I tried installing hermes-agent and tmux into the workspace image. The workspace then spawns its own hermes process — but that process knows nothing about the sessions running in the actual hermes-agent pod. It’s a second, disconnected agent instance with its own config, its own memory, and no relationship to the gateway you actually want to talk to.

The swarm dispatcher would need to be rewritten to dispatch via the Hermes gateway API instead of local process spawning. That’s a non-trivial change to the workspace codebase and not something worth doing for a personal homelab setup.

What works in Kubernetes:

  • Chat with full session history
  • Sessions / Operations monitoring
  • Memory browser
  • Skills browser
  • Dashboard views (models, logs, cron, channels)

What doesn’t work:

  • Swarm dispatch (tmux + local filesystem dependency)
  • Conductor spawning agents via the workspace (same issue)

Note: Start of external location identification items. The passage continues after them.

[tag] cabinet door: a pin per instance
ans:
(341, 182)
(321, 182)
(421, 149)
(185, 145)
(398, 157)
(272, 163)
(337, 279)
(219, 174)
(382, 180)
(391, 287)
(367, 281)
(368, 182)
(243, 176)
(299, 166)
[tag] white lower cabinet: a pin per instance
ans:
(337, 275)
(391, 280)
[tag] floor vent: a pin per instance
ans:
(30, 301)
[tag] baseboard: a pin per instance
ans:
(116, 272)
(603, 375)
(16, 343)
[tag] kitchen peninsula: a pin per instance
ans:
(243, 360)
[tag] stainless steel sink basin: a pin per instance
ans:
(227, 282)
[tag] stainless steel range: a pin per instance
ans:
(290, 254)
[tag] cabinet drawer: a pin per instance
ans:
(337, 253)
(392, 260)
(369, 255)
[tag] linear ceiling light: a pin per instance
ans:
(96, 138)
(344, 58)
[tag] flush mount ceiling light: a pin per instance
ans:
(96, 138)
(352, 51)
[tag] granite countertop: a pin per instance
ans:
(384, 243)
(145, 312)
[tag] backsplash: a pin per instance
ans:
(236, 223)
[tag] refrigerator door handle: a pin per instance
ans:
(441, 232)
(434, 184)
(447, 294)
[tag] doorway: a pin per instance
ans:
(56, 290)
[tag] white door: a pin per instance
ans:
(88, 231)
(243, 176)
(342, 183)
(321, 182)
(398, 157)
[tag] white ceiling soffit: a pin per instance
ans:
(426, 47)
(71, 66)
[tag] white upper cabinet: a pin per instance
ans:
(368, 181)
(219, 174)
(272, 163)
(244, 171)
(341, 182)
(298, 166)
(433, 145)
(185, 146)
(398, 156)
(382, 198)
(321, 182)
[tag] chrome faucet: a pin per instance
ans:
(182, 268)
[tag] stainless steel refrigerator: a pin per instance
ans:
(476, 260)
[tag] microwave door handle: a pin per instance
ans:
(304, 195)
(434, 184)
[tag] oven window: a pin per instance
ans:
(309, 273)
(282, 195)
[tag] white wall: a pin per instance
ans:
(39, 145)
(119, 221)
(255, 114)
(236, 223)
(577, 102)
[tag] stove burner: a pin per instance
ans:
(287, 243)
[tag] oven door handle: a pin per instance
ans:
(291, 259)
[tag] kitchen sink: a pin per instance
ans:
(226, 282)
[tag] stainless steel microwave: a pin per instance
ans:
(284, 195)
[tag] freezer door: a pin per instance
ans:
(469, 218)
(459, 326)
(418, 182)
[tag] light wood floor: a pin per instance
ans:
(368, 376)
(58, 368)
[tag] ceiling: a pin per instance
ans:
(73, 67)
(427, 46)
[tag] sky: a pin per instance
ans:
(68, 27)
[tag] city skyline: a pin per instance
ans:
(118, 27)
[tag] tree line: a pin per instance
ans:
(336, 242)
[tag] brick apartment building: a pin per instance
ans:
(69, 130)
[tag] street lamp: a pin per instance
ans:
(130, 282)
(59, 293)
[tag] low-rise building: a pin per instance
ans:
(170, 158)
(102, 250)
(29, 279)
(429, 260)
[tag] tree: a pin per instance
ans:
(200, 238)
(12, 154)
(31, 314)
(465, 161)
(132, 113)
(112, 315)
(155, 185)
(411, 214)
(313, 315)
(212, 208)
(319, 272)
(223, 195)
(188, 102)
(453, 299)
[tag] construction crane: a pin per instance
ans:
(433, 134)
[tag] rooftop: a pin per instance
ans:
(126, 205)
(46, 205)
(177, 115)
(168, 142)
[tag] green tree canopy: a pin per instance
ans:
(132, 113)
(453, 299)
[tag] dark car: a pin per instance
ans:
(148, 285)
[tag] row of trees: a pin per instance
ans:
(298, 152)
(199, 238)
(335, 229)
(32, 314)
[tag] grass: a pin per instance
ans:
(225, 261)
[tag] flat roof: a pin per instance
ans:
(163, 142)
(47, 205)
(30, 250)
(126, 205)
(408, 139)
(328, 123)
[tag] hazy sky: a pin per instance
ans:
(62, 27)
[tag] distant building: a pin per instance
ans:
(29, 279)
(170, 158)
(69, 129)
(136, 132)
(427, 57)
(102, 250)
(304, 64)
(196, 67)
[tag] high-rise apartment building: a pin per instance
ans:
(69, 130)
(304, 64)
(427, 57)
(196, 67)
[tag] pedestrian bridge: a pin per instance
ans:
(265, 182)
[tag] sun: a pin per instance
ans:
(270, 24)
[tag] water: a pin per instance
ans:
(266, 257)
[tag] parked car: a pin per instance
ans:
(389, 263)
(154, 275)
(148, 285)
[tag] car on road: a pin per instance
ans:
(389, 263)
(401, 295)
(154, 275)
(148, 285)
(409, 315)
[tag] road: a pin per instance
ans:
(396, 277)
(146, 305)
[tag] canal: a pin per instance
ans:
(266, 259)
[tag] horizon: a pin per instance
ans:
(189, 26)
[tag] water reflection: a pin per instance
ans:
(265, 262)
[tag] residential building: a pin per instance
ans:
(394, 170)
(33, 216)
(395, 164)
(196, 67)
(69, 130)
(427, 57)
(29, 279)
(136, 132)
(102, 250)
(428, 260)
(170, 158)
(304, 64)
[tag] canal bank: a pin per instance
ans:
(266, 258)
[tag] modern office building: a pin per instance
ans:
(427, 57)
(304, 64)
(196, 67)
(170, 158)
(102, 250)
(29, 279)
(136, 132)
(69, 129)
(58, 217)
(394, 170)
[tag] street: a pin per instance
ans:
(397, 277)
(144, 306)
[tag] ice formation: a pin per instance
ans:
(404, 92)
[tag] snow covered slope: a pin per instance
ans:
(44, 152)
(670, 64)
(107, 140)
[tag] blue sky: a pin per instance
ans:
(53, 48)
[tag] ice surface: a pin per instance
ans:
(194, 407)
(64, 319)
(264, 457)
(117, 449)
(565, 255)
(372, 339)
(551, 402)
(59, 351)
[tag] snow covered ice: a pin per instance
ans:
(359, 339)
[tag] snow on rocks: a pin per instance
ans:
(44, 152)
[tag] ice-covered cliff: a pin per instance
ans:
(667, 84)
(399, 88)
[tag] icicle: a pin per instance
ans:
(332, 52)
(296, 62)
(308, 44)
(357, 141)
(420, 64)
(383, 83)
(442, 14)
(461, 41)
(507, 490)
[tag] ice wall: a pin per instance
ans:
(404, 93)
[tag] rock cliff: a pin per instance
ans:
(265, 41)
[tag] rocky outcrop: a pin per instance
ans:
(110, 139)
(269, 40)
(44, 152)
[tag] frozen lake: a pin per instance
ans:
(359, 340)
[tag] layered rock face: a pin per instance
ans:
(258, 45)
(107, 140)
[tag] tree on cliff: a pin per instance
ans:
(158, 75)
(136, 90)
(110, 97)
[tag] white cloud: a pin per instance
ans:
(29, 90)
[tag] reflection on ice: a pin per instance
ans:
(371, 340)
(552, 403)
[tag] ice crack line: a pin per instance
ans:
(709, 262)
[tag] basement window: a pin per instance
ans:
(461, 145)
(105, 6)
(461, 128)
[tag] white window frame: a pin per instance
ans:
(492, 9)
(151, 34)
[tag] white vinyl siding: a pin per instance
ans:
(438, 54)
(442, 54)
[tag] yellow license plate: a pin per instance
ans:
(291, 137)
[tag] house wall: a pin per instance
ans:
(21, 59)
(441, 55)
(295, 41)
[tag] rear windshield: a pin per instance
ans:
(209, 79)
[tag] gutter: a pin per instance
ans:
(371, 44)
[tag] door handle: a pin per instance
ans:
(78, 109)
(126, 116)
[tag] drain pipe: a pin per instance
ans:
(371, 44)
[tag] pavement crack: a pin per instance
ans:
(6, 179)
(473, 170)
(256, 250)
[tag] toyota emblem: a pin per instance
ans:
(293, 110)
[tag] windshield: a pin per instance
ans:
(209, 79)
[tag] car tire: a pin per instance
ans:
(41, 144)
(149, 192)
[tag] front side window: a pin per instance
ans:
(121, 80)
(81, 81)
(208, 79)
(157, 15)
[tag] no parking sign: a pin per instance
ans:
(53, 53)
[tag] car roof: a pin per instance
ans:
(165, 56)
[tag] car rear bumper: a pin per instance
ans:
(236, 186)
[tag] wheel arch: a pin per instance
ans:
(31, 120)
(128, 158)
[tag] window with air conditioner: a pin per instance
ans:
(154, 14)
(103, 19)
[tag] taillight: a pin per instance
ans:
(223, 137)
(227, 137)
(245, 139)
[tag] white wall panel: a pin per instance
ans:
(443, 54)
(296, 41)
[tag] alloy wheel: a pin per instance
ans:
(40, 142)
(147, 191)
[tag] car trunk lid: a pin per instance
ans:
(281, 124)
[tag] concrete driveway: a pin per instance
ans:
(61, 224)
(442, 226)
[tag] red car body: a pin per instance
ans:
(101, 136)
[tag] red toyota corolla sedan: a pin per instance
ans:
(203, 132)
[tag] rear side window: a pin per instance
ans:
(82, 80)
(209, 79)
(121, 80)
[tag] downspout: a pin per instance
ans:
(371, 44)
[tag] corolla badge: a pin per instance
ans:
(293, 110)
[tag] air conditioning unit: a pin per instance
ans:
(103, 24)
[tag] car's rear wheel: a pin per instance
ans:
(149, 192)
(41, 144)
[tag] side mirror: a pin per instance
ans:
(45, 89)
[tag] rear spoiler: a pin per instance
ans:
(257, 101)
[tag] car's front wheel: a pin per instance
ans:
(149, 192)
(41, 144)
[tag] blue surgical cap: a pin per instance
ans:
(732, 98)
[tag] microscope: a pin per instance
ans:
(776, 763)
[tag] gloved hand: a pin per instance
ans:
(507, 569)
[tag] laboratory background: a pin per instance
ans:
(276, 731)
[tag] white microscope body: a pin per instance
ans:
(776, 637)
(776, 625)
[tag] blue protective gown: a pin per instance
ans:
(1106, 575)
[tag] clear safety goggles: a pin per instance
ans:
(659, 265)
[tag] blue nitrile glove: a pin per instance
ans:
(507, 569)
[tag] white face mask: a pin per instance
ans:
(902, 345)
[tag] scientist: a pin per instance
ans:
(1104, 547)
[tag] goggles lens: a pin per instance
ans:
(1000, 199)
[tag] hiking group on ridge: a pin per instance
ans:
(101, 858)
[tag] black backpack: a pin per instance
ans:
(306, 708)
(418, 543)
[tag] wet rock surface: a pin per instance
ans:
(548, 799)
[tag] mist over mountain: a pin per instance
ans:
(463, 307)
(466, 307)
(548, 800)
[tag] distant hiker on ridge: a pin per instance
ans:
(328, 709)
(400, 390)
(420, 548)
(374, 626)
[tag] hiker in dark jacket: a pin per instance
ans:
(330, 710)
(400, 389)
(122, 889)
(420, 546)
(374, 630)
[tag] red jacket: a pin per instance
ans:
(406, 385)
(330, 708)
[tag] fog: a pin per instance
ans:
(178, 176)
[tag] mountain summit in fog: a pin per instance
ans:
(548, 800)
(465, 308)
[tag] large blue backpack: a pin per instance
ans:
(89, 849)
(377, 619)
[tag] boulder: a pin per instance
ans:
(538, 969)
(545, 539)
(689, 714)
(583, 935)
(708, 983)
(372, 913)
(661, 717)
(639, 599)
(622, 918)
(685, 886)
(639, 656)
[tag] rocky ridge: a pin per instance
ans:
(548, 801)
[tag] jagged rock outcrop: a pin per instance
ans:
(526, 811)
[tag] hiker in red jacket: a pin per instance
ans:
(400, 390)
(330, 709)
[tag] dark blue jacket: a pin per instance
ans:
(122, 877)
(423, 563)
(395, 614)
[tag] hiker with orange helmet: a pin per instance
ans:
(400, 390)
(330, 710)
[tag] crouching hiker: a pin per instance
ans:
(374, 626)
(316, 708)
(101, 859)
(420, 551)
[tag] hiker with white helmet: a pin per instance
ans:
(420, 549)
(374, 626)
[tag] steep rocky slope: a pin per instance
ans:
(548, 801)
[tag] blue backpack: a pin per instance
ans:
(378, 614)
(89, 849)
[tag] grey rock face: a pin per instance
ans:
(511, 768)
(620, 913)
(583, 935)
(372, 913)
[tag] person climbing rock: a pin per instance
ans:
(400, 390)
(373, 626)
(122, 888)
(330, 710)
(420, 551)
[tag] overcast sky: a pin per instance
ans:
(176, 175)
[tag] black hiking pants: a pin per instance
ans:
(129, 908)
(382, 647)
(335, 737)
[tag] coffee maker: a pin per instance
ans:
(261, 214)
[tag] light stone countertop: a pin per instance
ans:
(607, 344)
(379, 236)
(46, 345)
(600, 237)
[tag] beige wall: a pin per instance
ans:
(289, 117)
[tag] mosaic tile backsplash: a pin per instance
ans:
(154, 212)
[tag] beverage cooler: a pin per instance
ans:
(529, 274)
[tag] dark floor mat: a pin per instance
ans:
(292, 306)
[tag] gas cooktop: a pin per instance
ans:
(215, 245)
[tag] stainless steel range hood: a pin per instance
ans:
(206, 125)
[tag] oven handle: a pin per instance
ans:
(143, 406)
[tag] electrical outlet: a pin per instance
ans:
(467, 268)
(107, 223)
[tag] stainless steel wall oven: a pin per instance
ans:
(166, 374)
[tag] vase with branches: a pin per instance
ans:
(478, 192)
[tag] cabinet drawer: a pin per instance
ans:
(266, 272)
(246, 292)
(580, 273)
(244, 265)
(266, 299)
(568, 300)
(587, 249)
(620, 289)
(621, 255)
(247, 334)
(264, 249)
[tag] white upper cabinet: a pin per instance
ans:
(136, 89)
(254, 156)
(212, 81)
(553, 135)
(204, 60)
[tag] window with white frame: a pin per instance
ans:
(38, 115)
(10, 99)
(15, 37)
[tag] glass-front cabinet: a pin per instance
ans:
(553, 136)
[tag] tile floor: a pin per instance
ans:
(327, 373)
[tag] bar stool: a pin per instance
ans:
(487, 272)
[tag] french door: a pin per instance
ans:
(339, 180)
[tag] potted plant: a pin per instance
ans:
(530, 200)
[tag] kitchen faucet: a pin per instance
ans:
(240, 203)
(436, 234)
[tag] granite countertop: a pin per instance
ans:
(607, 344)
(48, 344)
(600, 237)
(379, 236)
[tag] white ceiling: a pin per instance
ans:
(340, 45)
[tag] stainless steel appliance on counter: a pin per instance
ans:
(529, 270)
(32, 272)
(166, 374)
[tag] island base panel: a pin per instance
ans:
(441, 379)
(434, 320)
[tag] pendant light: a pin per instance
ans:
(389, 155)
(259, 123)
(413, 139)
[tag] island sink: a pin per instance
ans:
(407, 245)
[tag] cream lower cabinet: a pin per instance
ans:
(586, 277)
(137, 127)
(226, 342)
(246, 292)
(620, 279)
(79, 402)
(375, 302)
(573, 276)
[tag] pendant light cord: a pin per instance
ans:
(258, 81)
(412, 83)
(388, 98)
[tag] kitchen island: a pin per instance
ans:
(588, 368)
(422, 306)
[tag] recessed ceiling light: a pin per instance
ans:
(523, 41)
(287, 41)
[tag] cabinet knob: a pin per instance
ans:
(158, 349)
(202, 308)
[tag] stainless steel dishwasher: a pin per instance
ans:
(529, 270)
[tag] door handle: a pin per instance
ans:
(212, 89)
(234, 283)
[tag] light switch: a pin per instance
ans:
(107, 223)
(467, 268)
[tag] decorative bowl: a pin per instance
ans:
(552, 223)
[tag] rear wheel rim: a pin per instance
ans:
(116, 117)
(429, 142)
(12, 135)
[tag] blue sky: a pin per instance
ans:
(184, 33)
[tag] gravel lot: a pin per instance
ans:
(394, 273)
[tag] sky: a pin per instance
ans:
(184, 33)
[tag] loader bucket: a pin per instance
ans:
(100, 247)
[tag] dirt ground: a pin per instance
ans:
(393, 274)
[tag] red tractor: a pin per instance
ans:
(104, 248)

The irony is that Conductor — which is the most visually compelling feature — works fine for monitoring delegation trees that were started elsewhere. If you kick off a delegation task via Telegram or the chat pane, Conductor will show you the running subagents correctly. It’s only the dispatch path that breaks.


The Honest Assessment

These tools are all in the “run it on your server” category, not the “deploy it on Kubernetes” category. The distinction matters:

Run it on your server assumes:

  • One machine, one filesystem, one network namespace
  • Local process execution
  • Direct filesystem access for state
  • tmux or similar for persistent sessions

Deploy it on Kubernetes requires:

  • Stateless or explicitly stateful pods
  • All state in mounted volumes or external stores
  • Inter-component communication via APIs or message queues
  • No assumptions about shared process space

When you force a “run it on your server” tool into Kubernetes, you get partial functionality. The networked parts work; the local-execution parts break.

For a homelab where you want full agent functionality including swarm workers, the pragmatic choice is a single VM or bare-metal machine with everything installed locally. For a homelab where you primarily want a persistent Telegram-accessible agent with MCP integrations and occasional delegation tasks, Kubernetes works fine for the core functionality.

I’m in the second camp. Hermes Agent on Kubernetes handles everything I actually use day-to-day: Telegram as the primary interface, Azure DevOps and n8n via MCP, delegation for research tasks, and persistent memory. The workspace provides a usable web UI for chat and monitoring.

The swarm feature would require either a bare-metal deployment or a significant rewrite of the workspace dispatch layer. Neither is worth the effort for my use case.


What I’d Tell Someone Starting Fresh

If you want to self-host an AI agent and you’re comfortable with Kubernetes: deploy Hermes Agent, use Telegram as your primary interface, and treat Hermes Workspace as a monitoring/chat UI. Don’t expect the advanced local-execution features to work.

If you want full swarm functionality: install everything on a single machine. A small VPS with 8GB RAM is enough. Use Docker Compose if you want isolation, but keep all containers on the same host so they can share a filesystem.

If you’re coming from OpenClaw: Hermes Agent is a solid replacement for the gateway functionality. The SOUL.md system is more expressive than OpenClaw’s identity configuration, delegation works better, and the MCP integration is cleaner. You’ll hit the same Kubernetes limitations for advanced features, but the core agent is more capable.